Nuphar Sm.

Hess, Hans Ernst, Landolt, Elias & Hirzel, Rosmarie, 1976, Flora der Schweiz und angrenzender Gebiete. Band 2. Nymphaceae bis Primulaceae (2 nd edition) (p. 956): Nymphaeaceae, Birkhaeuser Verlag : 10

publication ID

https://doi.org/ 10.5281/zenodo.292251

persistent identifier

https://treatment.plazi.org/id/8D9412FC-152C-96C8-79E2-1BA45162FFFF

treatment provided by

Donat

scientific name

Nuphar Sm.
status

 

Nuphar Sm.

Teichrose, Gelbe Seerose

Blätter schwimmend oder untergetaucht, grün, selten rotbraun; Blattnerven bis zum Rand hin 3mal gabelig verzweigt, ohne querverbindende (anastomosierende) Nerven; keine Nebenblätter.
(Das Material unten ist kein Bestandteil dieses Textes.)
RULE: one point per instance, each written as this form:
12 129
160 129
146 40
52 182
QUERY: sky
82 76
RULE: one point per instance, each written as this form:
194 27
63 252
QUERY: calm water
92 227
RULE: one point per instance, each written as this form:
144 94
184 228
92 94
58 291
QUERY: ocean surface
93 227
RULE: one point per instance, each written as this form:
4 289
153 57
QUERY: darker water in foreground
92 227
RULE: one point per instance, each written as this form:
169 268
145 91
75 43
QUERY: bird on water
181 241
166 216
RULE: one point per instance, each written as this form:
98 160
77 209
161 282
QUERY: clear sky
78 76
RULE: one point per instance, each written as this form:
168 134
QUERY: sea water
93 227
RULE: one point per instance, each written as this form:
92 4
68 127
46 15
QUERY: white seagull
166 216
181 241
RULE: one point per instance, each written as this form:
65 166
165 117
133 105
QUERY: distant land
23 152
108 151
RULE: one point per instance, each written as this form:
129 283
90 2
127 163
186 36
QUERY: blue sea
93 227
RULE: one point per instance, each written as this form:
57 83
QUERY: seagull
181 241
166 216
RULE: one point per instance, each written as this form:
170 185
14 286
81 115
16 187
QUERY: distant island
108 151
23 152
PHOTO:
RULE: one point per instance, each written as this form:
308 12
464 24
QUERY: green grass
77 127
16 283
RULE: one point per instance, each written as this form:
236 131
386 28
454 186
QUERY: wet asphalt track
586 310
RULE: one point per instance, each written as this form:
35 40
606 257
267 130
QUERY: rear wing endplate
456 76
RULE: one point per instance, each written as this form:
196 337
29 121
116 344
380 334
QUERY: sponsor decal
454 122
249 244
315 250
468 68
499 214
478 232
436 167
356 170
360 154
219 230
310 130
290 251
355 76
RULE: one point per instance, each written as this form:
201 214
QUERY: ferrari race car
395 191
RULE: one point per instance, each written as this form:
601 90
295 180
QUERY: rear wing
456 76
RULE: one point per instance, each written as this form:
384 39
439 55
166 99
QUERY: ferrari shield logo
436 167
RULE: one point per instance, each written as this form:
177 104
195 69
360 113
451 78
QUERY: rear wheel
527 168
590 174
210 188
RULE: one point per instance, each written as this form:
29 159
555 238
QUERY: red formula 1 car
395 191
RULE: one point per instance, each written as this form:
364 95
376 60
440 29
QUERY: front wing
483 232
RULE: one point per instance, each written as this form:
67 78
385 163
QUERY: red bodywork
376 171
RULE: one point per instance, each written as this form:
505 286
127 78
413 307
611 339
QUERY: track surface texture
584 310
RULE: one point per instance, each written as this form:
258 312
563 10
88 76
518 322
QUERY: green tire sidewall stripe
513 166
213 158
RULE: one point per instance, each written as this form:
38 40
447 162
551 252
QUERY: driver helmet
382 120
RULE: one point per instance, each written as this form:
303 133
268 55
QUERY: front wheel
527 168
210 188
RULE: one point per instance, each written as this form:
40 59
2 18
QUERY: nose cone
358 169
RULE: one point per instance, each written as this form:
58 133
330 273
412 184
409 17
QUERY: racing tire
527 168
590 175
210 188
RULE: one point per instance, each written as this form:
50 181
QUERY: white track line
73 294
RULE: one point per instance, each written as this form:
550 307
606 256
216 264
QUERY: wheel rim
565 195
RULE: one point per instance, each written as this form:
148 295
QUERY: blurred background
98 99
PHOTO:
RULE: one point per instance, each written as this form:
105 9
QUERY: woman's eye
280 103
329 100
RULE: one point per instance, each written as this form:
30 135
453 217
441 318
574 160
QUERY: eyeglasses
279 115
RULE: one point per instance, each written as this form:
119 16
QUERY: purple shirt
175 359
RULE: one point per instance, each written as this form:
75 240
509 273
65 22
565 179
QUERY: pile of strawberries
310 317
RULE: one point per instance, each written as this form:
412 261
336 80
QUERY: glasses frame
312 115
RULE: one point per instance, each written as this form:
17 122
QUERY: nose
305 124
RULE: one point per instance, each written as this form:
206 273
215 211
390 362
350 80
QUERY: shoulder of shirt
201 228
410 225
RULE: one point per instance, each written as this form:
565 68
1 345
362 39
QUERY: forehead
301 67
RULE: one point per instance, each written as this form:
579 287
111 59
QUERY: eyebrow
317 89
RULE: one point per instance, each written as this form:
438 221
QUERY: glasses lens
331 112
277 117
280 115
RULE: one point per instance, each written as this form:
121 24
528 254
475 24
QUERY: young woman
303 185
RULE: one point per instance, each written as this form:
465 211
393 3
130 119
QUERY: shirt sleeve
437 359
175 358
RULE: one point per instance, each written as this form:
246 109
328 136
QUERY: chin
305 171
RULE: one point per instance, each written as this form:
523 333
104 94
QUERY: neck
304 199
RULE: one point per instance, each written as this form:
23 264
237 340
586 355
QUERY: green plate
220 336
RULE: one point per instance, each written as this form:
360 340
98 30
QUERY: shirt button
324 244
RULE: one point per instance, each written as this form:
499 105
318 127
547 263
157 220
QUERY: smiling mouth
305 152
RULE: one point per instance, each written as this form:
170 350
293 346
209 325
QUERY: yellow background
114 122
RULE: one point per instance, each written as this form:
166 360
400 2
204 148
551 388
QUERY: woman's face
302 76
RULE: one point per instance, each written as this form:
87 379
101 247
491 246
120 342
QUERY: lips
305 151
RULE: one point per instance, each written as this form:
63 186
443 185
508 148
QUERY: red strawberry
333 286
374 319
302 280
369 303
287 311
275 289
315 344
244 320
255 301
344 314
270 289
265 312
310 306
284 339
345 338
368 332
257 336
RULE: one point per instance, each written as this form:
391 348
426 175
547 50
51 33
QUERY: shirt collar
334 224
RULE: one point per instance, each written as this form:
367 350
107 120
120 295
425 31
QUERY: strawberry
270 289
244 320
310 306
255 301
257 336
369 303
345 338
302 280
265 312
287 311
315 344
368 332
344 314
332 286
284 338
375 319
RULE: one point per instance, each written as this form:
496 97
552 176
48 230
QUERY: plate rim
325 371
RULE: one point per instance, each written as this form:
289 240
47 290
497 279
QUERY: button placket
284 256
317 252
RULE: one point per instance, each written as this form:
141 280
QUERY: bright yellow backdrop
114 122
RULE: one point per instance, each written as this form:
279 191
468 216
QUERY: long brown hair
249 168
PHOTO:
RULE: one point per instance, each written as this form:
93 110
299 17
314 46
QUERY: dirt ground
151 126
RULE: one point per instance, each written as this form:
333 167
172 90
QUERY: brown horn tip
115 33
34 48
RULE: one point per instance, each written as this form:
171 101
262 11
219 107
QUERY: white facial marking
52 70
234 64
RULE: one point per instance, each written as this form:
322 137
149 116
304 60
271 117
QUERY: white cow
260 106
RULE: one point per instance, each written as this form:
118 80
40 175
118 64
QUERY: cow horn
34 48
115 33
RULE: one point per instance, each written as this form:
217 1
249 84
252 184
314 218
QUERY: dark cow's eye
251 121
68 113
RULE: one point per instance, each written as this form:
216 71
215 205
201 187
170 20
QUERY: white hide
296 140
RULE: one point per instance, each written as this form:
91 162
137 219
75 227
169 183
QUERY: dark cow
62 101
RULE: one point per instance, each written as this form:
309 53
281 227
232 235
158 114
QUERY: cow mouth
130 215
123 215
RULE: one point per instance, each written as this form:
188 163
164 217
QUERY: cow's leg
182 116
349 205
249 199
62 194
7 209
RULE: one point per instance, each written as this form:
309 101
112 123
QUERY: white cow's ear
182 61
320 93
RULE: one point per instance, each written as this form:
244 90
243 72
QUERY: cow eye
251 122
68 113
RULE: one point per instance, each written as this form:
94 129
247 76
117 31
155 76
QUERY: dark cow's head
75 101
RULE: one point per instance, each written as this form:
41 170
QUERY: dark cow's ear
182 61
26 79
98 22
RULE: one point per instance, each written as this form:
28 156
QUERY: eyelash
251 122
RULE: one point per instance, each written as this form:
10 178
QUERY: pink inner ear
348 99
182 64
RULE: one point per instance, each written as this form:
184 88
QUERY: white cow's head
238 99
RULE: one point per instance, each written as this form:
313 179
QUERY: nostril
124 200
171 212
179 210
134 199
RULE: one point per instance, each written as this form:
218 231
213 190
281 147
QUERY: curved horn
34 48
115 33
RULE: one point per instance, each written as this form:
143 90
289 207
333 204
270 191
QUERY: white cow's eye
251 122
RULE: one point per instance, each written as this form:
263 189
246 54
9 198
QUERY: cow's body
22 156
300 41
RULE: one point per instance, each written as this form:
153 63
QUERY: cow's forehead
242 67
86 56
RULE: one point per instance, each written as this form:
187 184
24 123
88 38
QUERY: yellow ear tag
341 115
Äußere Blütenhüllblätter ( Perigonblätter) meist 5 (selten bis 12 und die innern dann viel kleiner), rundlich, nach innen konkav, innerseits gelb, orange oder braun, außerseits oft grünlich, sich mit den Rändern überdeckend. Honigblätter 7-24, bis ½ so lang wie die Perigonblätter, spatelförmig, mit Honigdrüse, gelb. Staubblätter zahlreich (bis über 100). Fruchtknoten oberständig, 18-20 fächerig, mit schildförmiger Narbenscheibe, die 8-20 radiäre, braune Streifen trägt. Frucht birnenförmig, von der Blütenhülle nicht umschlossen.

Die Gattung Nuphar umfaßt nach Heslop-Harrison Y. (1955) 25 Arten, die in den gemäßigten Zonen der nördlichen Hemisphäre verbreitet sind (am meisten Arten im atlantischen Nordamerika). Beal (1955) unterscheidet bloß 2 Arten, N. luteum (mit 9 Unterarten) und die einheitliche N. japonicum DC. ; in Europa und Asien (ohne Ostasien) nur die Unterarten luteum und pumilum; alle andern Unterarten in Nordamerika.

Alle bisher untersuchten Arten haben die Chromosomenzahl 2n = 34 (Heslop-Harrison Y. 1955); dort auch viele Angaben über unsere beiden Arten N. luteum und N. pumilum.